Ad-ID, the Entertainment Identifier Registry (EIDR) and the Language Metadata Table (LMT) Working Group highlighted the importance of media and entertainment industry standards and accurate metadata across every part of the M&E chain on Oct. 21 at the Introducing the MESAverse event, during the virtual panel session “Driving Data Standards in Media & Entertainment.”
“Language metadata is used in every aspect of media and entertainment but it’s rarely standardized between systems across supply chains,” Meg Morrissey, co-chair of the LMT Working Group, pointed out.
“There’s a need for something more flexible and granular that can be applicable in both broad and narrow contexts,” she said, explaining: “People can get confused or overwhelmed by all the language options available and what tends to happen is a lot of groups will start with a standard and then start adjusting it and making their own custom codes in addition to that standard.”
Thankfully, “they don’t need to do that anymore because we have the Language Metadata Table” now, she noted.
“The LMT community includes contributors from across the media and entertainment industry, including both studios and other standards organizations,” Morrissey said. “We’ve also expanded with input from groups like the Library of Congress and Al Jazeera, as well as native speakers from across the world to ensure that our records are accurate and consistent.”
The LMT still “covers languages only but we also” do script notations and writing systems “when it’s appropriate,” she told viewers.
Also included in the LMT are endonyms (the name of the language in a particular country’s language) and exonyms (the language name as spoken in other countries), she noted.
“We source native speakers whenever possible,” she went on to say, adding it
works at “global scale to ensure the records are accurate.”
Language metadata is needed “across every aspect of any content-centric organization,” she said, adding: “LMT codes work well in any of [the] stops along the supply chain,” including rights and licensing localization.
LMT adheres to the Internet Engineering Task Force (IETF) BCP 47, as well as other industry standards.
Society of Motion Picture and Television Engineers (SMPTE) is now LMT’s technology partner, she said, noting LMT now uses SMPTE’s infrastructure and tools, Morrissey said.
LMT will be open to all organizations, not just SMPTE members, while MESA continues to sponsor and promote LMT, she added.
The non-profit EIDR was started by TiVo and MovieLabs 12 years ago to create a standard media identifier.
About 2.5 million IDs have been issued to date, according to Hollie Choi, executive director of EIDR.
Its membership includes all the major Hollywood studio, networks, content distributors and M&E service providers, she noted.
Eyeing the future, she said EIDR is now focused on making sure it provides enough support for over-the-top (OTT) services and streaming.
Meanwhile, “one of the biggest things that I really have tasked the team with is making sure that we have interoperability with the other registries that are out there,” including Ad-ID, she said.

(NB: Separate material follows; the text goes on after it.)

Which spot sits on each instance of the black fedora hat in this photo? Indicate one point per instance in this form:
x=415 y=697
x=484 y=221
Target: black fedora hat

“In the near future, we’re working on a universal search platform and we’re going to be providing some new services that are value add for our constituents,” she went on to say.
EIDR is also focused on business-to-business (B2B) and business-to-consumer (B2C) enablement and international expansion, which is “partially why we think it’s so important that we all work together with the different registries,” she said. After all, she explained, “it gets way too complicated if five different groups are telling you to do it five different ways.”
EIDR is also “pushing” for “EIDR at inception, meaning as early as you can register your content with EIDR the better,” she said. “But if you’re looking at your old catalog, we would say any licensable content should have an EIDR. So we’re working on ways to help everybody get those two things done.”
Wrapping up her presentation, she said: “EIDR has definitely grown in 12 years and we’re hoping to grow it even more.”
Noting that Ad-ID is a “registered, standardized, universal ad identification solution,” Yonah Levenson, executive director of Ad-ID and co-chair of the LMT Working Group, said its “12-character code uniquely identifies an advertising asset in any format, across any platform, which enables tracking, placement, optimization and measurement at a creative level.”
With Ad-ID, national and local airing of commercials can be tracked. The result is an avoidance of ad collision and organizations can optimize placements.
Before finishing the session, each of the speakers added their parting thoughts.
“LMT is going to be easier to adopt than you think because most companies are already at least half-way there,” according to Morrissey. “So start with an audit and figure out where you diverge and go from there,” she suggested.
There are now 239 approved languages part of the LMT and “it’s going to be close to 400 in the very near future,” according to Levenson.
Choi suggested that organizations “register early, update often and make sure that you are interacting with all of us.”
Mary Yurkovic, director of the Smart Content Council, moderated the session.